You may have noticed some impressive video memes made with AI in recent weeks. Harry Potter reimagined as a Balenciaga commercial and nightmarish footage of Will Smith eating spaghetti both recently went viral. They highlight how quickly AI’s ability to create video is advancing, as well as how problematic some uses of the technology may be.
These videos remind me of the moment AI image-making tools became widespread last year, when programs like Craiyon (formerly known as DALL-E Mini) let anyone conjure up recognizable, if crude and often surreal, images, such as surveillance footage of babies robbing a gas station, Darth Vadar courtroom sketches, and Elon Musk eating crayons.
Craiyon was an open source knockoff of the then carefully restricted DALL-E 2 image generator from OpenAI, the company behind ChatGPT. The tool was the first to show AI’s ability to take a text prompt and turn it into what looked like real photos and human-drawn illustrations. Since then, DALL-E has become open to everyone, and programs like Midjourney and Dream Studio have developed and honed similar tools, making it relatively trivial to craft complex and realistic images with a few taps on a keyboard.

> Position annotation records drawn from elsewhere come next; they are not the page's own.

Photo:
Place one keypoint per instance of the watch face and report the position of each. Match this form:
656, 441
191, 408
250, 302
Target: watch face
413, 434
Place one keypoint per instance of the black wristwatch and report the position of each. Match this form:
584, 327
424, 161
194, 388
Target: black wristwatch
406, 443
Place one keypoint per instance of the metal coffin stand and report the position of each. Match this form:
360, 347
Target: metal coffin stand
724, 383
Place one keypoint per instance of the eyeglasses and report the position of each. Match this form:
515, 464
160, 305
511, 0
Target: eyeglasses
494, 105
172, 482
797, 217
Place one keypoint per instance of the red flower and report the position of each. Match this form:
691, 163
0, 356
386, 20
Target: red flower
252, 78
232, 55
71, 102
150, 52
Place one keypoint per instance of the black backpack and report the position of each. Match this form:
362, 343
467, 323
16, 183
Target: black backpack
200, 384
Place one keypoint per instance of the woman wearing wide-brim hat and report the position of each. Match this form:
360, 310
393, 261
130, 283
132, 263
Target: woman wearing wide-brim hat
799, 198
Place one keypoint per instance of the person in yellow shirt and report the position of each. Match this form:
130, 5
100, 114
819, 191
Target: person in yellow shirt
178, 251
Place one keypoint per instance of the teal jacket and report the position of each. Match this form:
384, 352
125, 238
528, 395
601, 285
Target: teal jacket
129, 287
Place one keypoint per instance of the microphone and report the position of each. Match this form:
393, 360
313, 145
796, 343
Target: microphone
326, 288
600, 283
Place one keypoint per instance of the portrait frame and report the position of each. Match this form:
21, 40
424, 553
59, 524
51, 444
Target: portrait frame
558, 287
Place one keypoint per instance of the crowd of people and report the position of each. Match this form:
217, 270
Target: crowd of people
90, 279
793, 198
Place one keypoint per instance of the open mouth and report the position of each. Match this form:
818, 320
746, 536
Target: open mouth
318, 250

As engineers have tweaked the algorithmic knobs and levers behind these image generators, added more training data, and paid for more GPU chips to run everything, these image-making tools have become incredibly good at faking reality. To take a few examples from a subreddit dedicated to strange AI images, check out Alex Jones at a gay pride parade or the Ark of the Covenant at a yard sale.
Widespread access to this technology, and its sophistication, forces us to rethink how we view online imagery, as was highlighted after AI-made images purporting to show Donald Trump’s arrest went viral last month. The incident led Midjourney to announce that it would no longer offer a free trial of its service—a fix that might deter some cheapskate bad actors but leaves the broader problem untouched.
As WIRED’s Amanda Hoover writes this week, algorithms still struggle to generate convincing video from a prompt. Creating many individual frames is computationally expensive, and as today’s jittering and sputtering videos show, it is hard for algorithms to maintain enough coherence between them to produce a video that makes sense.
AI tools are, however, getting a lot more adept at editing videos. The Balenciaga meme, along with versions referencing Friends and Breaking Bad, were made by combining a few different AI tools, first to generate still images and then to add simple animation effects. But the end result is still impressive.
Runway ML, a startup that’s developing AI tools for professional image and video creation and editing, this week launched a new more efficient technique for applying stylistic changes to videos. I used it to create this dreamlike footage of my cat, Leona, walking through a “cloudscape” from an existing video in just a few minutes.
Different machine learning techniques open new possibilities. A company called Luma AI, for instance, is using a technique known as neural radiance fields to turn 2D photographs into detailed 3D scenes. Feed a few snapshots into the company’s app, and you’ll have a fully interactive 3D scene to play with.
These clips suggestt we are at an inflection point for AI video making. As with AI image generation, a growing rush of memes could be followed by significant improvements in the quality and controllability of AI videos that lodge the technology in all sorts of places. AI may well become a muse for some auteurs. Runway’s tools were used by the visual effects artists working on the Oscar-winning Everything Everywhere All At Once. Darren Aronofsky, director of The Whale, Black Swan, and Pi is also a fan of Runway.
But you only need to look at how advanced images from Midjourney and Dream Studio are now to sense where AI video is heading—and how difficult it may become to distinguish real clips from fake ones. Of course, people can already manipulate videos with existing technology, but it’s still relatively expensive and difficult to pull off.
The rapid advances in generative AI may prove dangerous in an era when social media has been weaponized and deepfakes are propagandists’ playthings. As Jason Parham wrote for WIRED this week, we also need to seriously consider how generative AI can recapture and repurpose ugly stereotypes.
For now, the instinct to trust video clips is mostly reliable, but it might not be long before the footage we see is less solid and truthful than it once was.